Again, I was stuck by how well the film seemed to know its audience. It knows we want cool dinosaur action and it delivers. It knows we don’t want a cheesy hybrid monster, so it doesn’t bother trying to make us like the thing and instead invites us to cheer for its death. It knows it’s never going to touch the first film and so has its characters openly state that the original park had something they don’t and never will. The movie is littered with little nods to the earlier films and to the fan base, like a cameo by Mr. DNA, or a statue to John Hammond in the middle of the entrance hall. And it knows we don’t want a half-baked message about not playing God, so it doesn’t really bother (though it does say that gene tampering is wrong, which really doesn’t need to be hammered into our heads, so it doesn’t bother). Heck, the fact that the film doesn’t even mention Isla Sorna shows that it knows how disappointing the first two sequels were.

As noted, it is flawed. The subplot of the brothers’ parents’ divorce receives no real conclusion and pretty much just exists to amp up their angst (having a killer dinosaur monster trying to eat them and seeing people die horribly before their eyes wasn’t enough?). Again, Vincent D’Onofrio’s character is terrible: a complete waste of a great actor. I mean, bad enough he’s the unscrupulous caricature, but did he have to be so suicidally stupid as well? What on earth would make him think he could control Owen’s raptors when he’s done zero training with them?
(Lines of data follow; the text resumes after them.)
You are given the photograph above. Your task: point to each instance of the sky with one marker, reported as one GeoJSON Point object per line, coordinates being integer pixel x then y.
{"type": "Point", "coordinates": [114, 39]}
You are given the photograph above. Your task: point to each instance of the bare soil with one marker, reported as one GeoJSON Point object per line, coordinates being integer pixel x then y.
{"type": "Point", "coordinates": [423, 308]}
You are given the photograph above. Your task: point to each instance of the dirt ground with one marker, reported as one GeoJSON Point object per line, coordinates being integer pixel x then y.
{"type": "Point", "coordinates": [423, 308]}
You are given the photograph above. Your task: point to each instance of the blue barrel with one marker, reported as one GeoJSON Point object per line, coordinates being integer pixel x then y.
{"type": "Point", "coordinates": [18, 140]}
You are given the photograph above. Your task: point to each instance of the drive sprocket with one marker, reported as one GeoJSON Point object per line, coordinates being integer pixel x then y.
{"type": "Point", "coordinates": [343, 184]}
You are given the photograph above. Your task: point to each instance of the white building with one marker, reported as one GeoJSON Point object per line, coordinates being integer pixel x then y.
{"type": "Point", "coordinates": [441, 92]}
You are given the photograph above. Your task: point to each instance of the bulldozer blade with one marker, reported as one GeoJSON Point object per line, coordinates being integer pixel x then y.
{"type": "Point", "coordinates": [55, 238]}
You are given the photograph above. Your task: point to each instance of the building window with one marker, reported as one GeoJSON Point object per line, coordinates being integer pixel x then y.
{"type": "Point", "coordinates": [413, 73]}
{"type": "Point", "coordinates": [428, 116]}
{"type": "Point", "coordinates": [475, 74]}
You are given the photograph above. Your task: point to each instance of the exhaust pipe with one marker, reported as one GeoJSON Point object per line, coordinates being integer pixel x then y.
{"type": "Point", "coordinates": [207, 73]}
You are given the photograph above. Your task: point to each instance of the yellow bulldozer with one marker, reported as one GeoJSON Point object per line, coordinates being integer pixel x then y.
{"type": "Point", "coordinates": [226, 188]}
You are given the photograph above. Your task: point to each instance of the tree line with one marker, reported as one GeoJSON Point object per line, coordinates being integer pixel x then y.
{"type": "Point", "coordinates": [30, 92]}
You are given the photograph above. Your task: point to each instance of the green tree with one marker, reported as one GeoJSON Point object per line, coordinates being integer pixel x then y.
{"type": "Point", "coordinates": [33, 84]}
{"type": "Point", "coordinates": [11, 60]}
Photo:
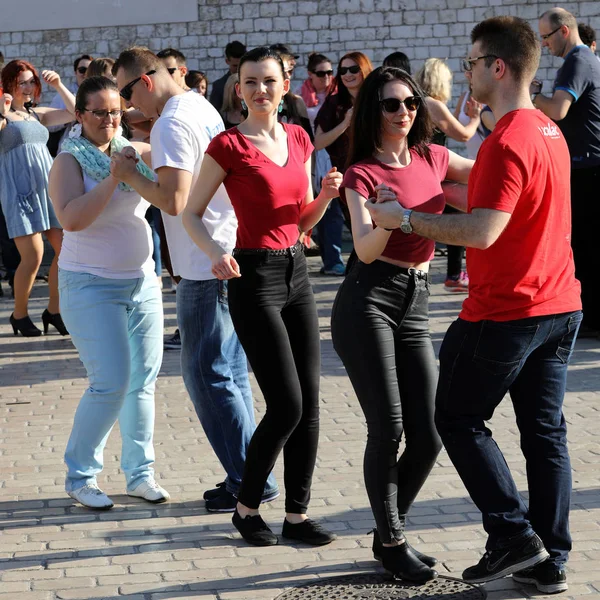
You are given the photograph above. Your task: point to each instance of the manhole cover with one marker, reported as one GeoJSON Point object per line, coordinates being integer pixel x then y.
{"type": "Point", "coordinates": [375, 586]}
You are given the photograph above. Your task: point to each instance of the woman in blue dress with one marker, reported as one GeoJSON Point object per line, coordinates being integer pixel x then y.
{"type": "Point", "coordinates": [24, 166]}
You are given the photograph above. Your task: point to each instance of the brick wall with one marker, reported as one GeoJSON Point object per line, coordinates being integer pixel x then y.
{"type": "Point", "coordinates": [420, 28]}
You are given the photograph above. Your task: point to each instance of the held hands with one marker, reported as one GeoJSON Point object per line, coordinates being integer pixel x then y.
{"type": "Point", "coordinates": [5, 102]}
{"type": "Point", "coordinates": [52, 78]}
{"type": "Point", "coordinates": [224, 266]}
{"type": "Point", "coordinates": [330, 184]}
{"type": "Point", "coordinates": [123, 164]}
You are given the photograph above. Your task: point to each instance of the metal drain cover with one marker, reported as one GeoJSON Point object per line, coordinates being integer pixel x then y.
{"type": "Point", "coordinates": [376, 586]}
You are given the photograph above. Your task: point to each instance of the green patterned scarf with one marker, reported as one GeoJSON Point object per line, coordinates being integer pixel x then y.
{"type": "Point", "coordinates": [96, 164]}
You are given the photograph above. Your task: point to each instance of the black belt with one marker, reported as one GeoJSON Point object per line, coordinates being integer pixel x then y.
{"type": "Point", "coordinates": [291, 251]}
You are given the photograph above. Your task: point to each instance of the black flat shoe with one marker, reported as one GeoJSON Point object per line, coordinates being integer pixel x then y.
{"type": "Point", "coordinates": [25, 326]}
{"type": "Point", "coordinates": [308, 531]}
{"type": "Point", "coordinates": [254, 530]}
{"type": "Point", "coordinates": [430, 561]}
{"type": "Point", "coordinates": [402, 563]}
{"type": "Point", "coordinates": [53, 319]}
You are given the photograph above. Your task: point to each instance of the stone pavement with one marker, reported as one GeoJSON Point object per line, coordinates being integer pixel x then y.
{"type": "Point", "coordinates": [51, 548]}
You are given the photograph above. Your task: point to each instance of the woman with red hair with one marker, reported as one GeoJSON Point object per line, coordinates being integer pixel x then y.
{"type": "Point", "coordinates": [331, 127]}
{"type": "Point", "coordinates": [24, 166]}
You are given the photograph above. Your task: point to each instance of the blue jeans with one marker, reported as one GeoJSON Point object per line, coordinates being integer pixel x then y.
{"type": "Point", "coordinates": [528, 358]}
{"type": "Point", "coordinates": [215, 373]}
{"type": "Point", "coordinates": [329, 235]}
{"type": "Point", "coordinates": [117, 328]}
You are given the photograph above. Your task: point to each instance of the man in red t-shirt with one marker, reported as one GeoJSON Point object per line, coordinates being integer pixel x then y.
{"type": "Point", "coordinates": [518, 325]}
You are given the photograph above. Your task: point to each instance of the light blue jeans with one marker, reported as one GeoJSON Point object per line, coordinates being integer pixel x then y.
{"type": "Point", "coordinates": [117, 327]}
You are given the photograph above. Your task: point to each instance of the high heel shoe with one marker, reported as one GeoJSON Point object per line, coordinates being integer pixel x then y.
{"type": "Point", "coordinates": [25, 326]}
{"type": "Point", "coordinates": [402, 563]}
{"type": "Point", "coordinates": [53, 319]}
{"type": "Point", "coordinates": [430, 561]}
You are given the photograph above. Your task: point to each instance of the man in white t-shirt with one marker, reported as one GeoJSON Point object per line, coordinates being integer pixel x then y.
{"type": "Point", "coordinates": [213, 364]}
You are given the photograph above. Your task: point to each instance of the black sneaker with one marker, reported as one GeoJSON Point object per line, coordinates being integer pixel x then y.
{"type": "Point", "coordinates": [429, 561]}
{"type": "Point", "coordinates": [224, 502]}
{"type": "Point", "coordinates": [214, 492]}
{"type": "Point", "coordinates": [308, 531]}
{"type": "Point", "coordinates": [546, 577]}
{"type": "Point", "coordinates": [174, 342]}
{"type": "Point", "coordinates": [498, 563]}
{"type": "Point", "coordinates": [254, 530]}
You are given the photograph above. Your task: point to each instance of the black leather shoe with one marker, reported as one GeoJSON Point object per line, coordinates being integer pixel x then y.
{"type": "Point", "coordinates": [307, 531]}
{"type": "Point", "coordinates": [254, 530]}
{"type": "Point", "coordinates": [402, 563]}
{"type": "Point", "coordinates": [25, 326]}
{"type": "Point", "coordinates": [430, 561]}
{"type": "Point", "coordinates": [53, 319]}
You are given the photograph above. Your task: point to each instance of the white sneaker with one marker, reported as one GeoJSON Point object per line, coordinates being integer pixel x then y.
{"type": "Point", "coordinates": [150, 490]}
{"type": "Point", "coordinates": [92, 496]}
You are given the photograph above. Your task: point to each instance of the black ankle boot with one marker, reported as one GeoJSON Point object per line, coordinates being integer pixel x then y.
{"type": "Point", "coordinates": [25, 326]}
{"type": "Point", "coordinates": [53, 319]}
{"type": "Point", "coordinates": [429, 561]}
{"type": "Point", "coordinates": [402, 563]}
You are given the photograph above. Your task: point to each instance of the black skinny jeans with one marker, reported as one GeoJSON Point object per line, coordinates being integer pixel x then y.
{"type": "Point", "coordinates": [380, 329]}
{"type": "Point", "coordinates": [275, 316]}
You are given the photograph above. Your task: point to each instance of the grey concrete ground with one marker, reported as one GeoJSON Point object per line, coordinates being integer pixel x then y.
{"type": "Point", "coordinates": [51, 548]}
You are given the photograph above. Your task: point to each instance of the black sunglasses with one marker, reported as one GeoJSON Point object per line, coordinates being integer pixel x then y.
{"type": "Point", "coordinates": [323, 74]}
{"type": "Point", "coordinates": [392, 105]}
{"type": "Point", "coordinates": [127, 90]}
{"type": "Point", "coordinates": [354, 69]}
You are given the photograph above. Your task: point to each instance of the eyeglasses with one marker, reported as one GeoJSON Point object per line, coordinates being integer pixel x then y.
{"type": "Point", "coordinates": [101, 114]}
{"type": "Point", "coordinates": [392, 105]}
{"type": "Point", "coordinates": [467, 63]}
{"type": "Point", "coordinates": [547, 35]}
{"type": "Point", "coordinates": [354, 69]}
{"type": "Point", "coordinates": [127, 90]}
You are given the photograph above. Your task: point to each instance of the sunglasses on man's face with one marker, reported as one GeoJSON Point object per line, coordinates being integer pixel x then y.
{"type": "Point", "coordinates": [127, 90]}
{"type": "Point", "coordinates": [392, 105]}
{"type": "Point", "coordinates": [322, 74]}
{"type": "Point", "coordinates": [354, 69]}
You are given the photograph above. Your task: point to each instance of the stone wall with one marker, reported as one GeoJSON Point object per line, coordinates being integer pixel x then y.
{"type": "Point", "coordinates": [420, 28]}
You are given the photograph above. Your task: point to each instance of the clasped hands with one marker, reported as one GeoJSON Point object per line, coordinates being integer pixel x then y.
{"type": "Point", "coordinates": [385, 209]}
{"type": "Point", "coordinates": [123, 164]}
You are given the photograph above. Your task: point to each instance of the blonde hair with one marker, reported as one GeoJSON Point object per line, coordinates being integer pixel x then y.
{"type": "Point", "coordinates": [435, 78]}
{"type": "Point", "coordinates": [230, 98]}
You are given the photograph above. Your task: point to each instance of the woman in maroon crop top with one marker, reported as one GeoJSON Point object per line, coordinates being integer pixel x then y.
{"type": "Point", "coordinates": [265, 167]}
{"type": "Point", "coordinates": [380, 323]}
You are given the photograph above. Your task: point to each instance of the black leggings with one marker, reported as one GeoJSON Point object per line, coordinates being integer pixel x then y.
{"type": "Point", "coordinates": [275, 316]}
{"type": "Point", "coordinates": [380, 329]}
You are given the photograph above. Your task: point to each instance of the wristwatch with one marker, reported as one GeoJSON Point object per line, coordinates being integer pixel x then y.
{"type": "Point", "coordinates": [405, 226]}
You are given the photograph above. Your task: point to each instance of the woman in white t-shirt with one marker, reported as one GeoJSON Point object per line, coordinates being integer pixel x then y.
{"type": "Point", "coordinates": [110, 298]}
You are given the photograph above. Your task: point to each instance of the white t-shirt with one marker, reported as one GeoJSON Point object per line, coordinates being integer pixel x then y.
{"type": "Point", "coordinates": [117, 245]}
{"type": "Point", "coordinates": [179, 139]}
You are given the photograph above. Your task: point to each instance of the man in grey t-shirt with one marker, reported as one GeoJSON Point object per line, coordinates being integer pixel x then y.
{"type": "Point", "coordinates": [575, 106]}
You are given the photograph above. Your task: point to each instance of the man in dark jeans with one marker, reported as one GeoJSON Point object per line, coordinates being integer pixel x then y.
{"type": "Point", "coordinates": [575, 106]}
{"type": "Point", "coordinates": [518, 325]}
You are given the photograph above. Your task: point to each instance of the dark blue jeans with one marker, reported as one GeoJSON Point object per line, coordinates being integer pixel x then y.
{"type": "Point", "coordinates": [528, 358]}
{"type": "Point", "coordinates": [215, 373]}
{"type": "Point", "coordinates": [380, 330]}
{"type": "Point", "coordinates": [275, 316]}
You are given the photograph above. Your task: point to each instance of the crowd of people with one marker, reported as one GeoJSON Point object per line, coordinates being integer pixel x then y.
{"type": "Point", "coordinates": [235, 183]}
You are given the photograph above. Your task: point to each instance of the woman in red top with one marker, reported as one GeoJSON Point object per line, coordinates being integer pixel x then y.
{"type": "Point", "coordinates": [380, 323]}
{"type": "Point", "coordinates": [265, 166]}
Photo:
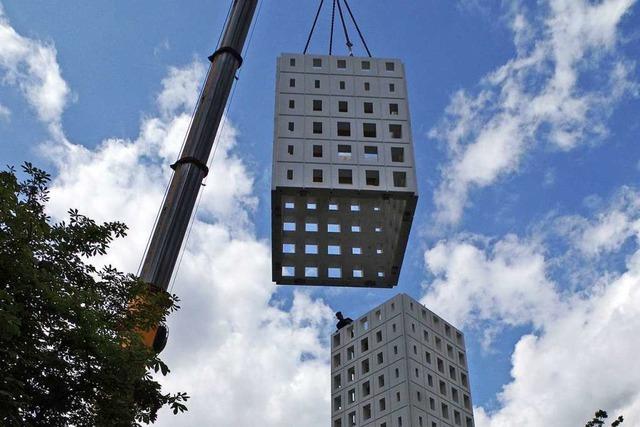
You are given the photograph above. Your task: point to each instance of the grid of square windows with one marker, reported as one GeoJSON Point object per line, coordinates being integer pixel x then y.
{"type": "Point", "coordinates": [448, 404]}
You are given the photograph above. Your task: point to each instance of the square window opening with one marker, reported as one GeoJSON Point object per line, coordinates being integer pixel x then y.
{"type": "Point", "coordinates": [400, 179]}
{"type": "Point", "coordinates": [288, 248]}
{"type": "Point", "coordinates": [344, 152]}
{"type": "Point", "coordinates": [288, 271]}
{"type": "Point", "coordinates": [395, 131]}
{"type": "Point", "coordinates": [311, 272]}
{"type": "Point", "coordinates": [317, 151]}
{"type": "Point", "coordinates": [368, 107]}
{"type": "Point", "coordinates": [369, 130]}
{"type": "Point", "coordinates": [397, 154]}
{"type": "Point", "coordinates": [344, 129]}
{"type": "Point", "coordinates": [372, 178]}
{"type": "Point", "coordinates": [370, 152]}
{"type": "Point", "coordinates": [345, 176]}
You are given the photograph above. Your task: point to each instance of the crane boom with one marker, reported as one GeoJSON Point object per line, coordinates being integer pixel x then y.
{"type": "Point", "coordinates": [191, 168]}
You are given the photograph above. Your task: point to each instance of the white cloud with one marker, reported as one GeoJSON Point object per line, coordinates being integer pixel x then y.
{"type": "Point", "coordinates": [31, 65]}
{"type": "Point", "coordinates": [536, 96]}
{"type": "Point", "coordinates": [244, 360]}
{"type": "Point", "coordinates": [477, 281]}
{"type": "Point", "coordinates": [609, 229]}
{"type": "Point", "coordinates": [582, 352]}
{"type": "Point", "coordinates": [5, 113]}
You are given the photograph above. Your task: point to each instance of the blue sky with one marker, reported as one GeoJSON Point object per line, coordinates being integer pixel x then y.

I mean, I’m not just surprised anyone hired this guy (again, what is going on in InGen’s HR department?); I’m surprised he hasn’t killed himself long ago (“No, it’s fine: I watched my parents drive; I don’t need a license!”). Oh, and the plot point about the Indominus Rex’s ‘ingredients’ being classified makes no sense. What, exactly, was Dr. Wu worried about? That someone would sell his secret monster recipe? If they expect their people to be able to care for the thing, shouldn’t they know what went into it? It’s obviously just there so that the Indominus can pull new powers out of its genome as the plot demands.

But on the whole, Jurassic World delivers. It’s easily the best film in the series since the first one, and by far the most enjoyable. It’s a cartoon, but a well-made cartoon that is just bursting with good-will towards the audience, and you know what? Sometimes that’s exactly what you want.

“But they promised me a role in the sequel!”

Final Rating: 3.5/5: A big, goofy film for fans by fans.

P.S. Much as I didn’t care for D’Onofrio’s character or plotline, or the ‘vicious killer animals for the military’ trope in general, I will say that if they made the next film about trained dinosaurs hunting terrorists in the Middle East, it would be pretty much the greatest thing ever.